You are going to LOVE weaving. I have the 20" Ashford Knitters Loom (no idea why they named it that!), which is a folding rigid heddle. I love that I can fold it up with the project on it and take it with me. Open it up, and start right back into weaving. 

I agree, the Angela Tong class is wonderful. I go back to it over and over. Ravelry has several forum dedicated to RH looms, some even brand specific. Same for Facebook. 

Start small and work your way up. Soon you will be adding more heddle (dent) sizes, and you will be amazed at how much of your yarn stash you can use. Yarns I hated knit up, look wonderful woven. 

Another great resource is the book Inventive Weaving on a Little Loom by Syne Mitchell.

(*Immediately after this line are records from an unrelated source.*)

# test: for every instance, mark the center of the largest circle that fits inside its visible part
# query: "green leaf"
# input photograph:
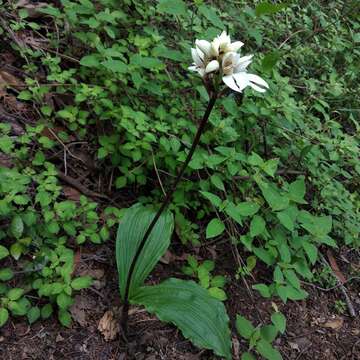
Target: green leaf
(270, 60)
(4, 252)
(217, 182)
(247, 208)
(217, 293)
(212, 16)
(64, 318)
(214, 228)
(46, 311)
(64, 301)
(201, 318)
(6, 274)
(244, 327)
(214, 199)
(130, 233)
(33, 314)
(292, 278)
(286, 220)
(15, 294)
(172, 7)
(263, 290)
(266, 8)
(265, 349)
(279, 320)
(90, 61)
(4, 316)
(115, 66)
(297, 191)
(16, 226)
(247, 356)
(81, 282)
(269, 333)
(311, 251)
(257, 226)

I go back to it over and over.


----------



## KellySue (Dec 24, 2011)

I'm so excited to get started. The book you mentioned is one I've bought and started reading.

I'm glad you said that yarn you didn't like for knitting looks great for weaving... that's VERY good to hear!!!

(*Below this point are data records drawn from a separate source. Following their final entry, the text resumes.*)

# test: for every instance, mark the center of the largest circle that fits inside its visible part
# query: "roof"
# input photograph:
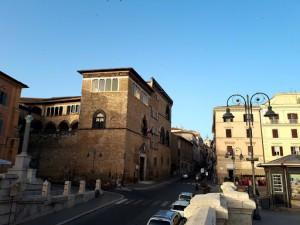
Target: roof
(289, 160)
(14, 80)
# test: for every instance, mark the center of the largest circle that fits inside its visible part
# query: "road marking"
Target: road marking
(121, 201)
(165, 203)
(138, 201)
(128, 202)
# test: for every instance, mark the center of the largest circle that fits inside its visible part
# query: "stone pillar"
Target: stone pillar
(98, 190)
(46, 189)
(82, 187)
(67, 188)
(23, 159)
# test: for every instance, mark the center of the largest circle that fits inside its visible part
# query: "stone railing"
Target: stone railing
(228, 208)
(19, 205)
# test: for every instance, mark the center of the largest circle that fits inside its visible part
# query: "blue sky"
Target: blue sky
(200, 51)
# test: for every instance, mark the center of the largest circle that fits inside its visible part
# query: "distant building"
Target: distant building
(119, 129)
(272, 137)
(10, 92)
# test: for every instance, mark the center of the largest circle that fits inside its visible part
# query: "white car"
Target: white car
(179, 206)
(187, 196)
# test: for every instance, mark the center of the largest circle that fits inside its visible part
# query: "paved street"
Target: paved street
(135, 205)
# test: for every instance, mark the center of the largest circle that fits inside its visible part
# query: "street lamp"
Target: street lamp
(259, 98)
(233, 159)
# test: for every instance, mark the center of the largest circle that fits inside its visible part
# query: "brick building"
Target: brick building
(10, 92)
(119, 129)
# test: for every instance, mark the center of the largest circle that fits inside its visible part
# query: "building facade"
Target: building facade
(231, 139)
(10, 92)
(118, 129)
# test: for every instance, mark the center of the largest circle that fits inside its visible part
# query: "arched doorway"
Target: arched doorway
(143, 162)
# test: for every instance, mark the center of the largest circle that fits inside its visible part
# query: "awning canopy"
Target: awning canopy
(4, 162)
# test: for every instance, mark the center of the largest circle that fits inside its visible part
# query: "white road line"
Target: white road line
(121, 201)
(155, 203)
(128, 202)
(138, 201)
(165, 203)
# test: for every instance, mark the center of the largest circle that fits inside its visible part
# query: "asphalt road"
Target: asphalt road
(138, 206)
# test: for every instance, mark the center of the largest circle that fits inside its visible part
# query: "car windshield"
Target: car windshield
(185, 197)
(178, 207)
(159, 222)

I think I've joined almost every FB and Ravelry site... good for inspiration!

Thanks for your advice.


----------



## suzrobbins (Aug 20, 2016)

How exciting! I am a long- time knitter and I have just started weaving. Took a class with beautiful Saori floor looms- which I will never be able to afford- and was looking at the cricket loom. Will be interested in what you think. I am just learning the basics and still don’t even have the terminology down yet, but made a table runner- now onto a shawl!


----------



## Cdambro (Dec 30, 2013)

suzrobbins said:


> How exciting! I am a long- time knitter and I have just started weaving. Took a class with beautiful Saori floor looms- which I will never be able to afford- and was looking at the cricket loom. Will be interested in what you think. I am just learning the basics and still don't even have the terminology down yet, but made a table runner- now onto a shawl!

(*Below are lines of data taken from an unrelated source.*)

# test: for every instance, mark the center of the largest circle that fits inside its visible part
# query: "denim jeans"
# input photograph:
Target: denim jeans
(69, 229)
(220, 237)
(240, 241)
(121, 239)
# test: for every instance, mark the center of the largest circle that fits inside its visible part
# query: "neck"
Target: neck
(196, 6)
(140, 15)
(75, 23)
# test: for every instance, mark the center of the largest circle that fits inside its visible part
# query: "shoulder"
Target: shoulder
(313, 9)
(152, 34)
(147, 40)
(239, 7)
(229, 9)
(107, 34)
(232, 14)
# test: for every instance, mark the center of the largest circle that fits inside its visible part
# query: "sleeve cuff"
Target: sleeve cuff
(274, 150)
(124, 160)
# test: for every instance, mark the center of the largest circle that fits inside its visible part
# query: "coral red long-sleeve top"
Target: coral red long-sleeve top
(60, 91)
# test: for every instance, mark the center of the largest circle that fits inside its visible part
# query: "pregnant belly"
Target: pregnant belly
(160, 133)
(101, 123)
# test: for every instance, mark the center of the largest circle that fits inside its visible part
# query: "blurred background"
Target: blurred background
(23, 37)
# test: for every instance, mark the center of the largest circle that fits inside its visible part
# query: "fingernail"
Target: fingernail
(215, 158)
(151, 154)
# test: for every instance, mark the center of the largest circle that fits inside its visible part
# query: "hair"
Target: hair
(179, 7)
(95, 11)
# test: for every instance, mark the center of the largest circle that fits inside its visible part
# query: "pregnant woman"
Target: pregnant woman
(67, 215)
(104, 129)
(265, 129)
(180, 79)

Good for you....you dove right in....sounds nice. Maybe you can post a pic?


----------



## suzrobbins (Aug 20, 2016)

In progress. Will post a finished one soon. My first weaving project


----------



## Cdambro (Dec 30, 2013)

suzrobbins said:


> In progress. Will post a finished one soon. My first weaving project


Oh, wow....just beautiful! I love the colors you are using. And, you are learning on a big loom. You are doing great!!


----------



## BirchPoint (Feb 12, 2016)

Wonderful start! !


----------



## KellySue (Dec 24, 2011)

Where are you? Weaver's heaven?? I've not even seen that many looms let alone all in one place!


----------



## suzrobbins (Aug 20, 2016)

I live in Falmouth Massachusetts. We have an art center in town and they give weaving lessons. There are at least 6 looms in the room. It IS heaven!


----------



## Cdambro (Dec 30, 2013)

suzrobbins said:


> I live in Falmouth Massachusetts. We have an art center in town and they give weaving lessons. There are at least 6 looms in the room. It IS heaven!


That is so nice....enjoy!


----------



## suzrobbins (Aug 20, 2016)

Are you like king your cricket loom?


----------



## Cdambro (Dec 30, 2013)

suzrobbins said:


> Are you like king your cricket loom?


I am pretty pathetic....I still have it set up and haven't started with the warp yet. I am right now spinning a bunch of rolags. I actually have started to feel a bit overwhelmed with all I have started because I also had been doing a lot of 4" squares on my pin loom for a scarf. And crocheting. I need to finish one project before moving on to another one.


----------



## suzrobbins (Aug 20, 2016)

You will be fine! Take it a step at a time and let me know how you like it. I want to have a loom for home, but don't have room for a big one. Would love to know how this works out for you. At least you know what a rolag is when I don't! Lol!


----------



## mama879 (Jan 27, 2011)

It took me along time to warp mine to I looked at my loom for a 2 weeks before I set it up then another to get the courage up to warp it after I read and watched any thing I could three or four times. I still get worried about the warp. We learn by our mistakes and we are here for any questions. My first warp and my first weft were great. I have made a few things that came out great my last project is has been giving me a hard time. The weft keeps breaking and I did the tug test from the start to so I am still learning. You will do fine take a deep breath wiggle those fingers and get started.


----------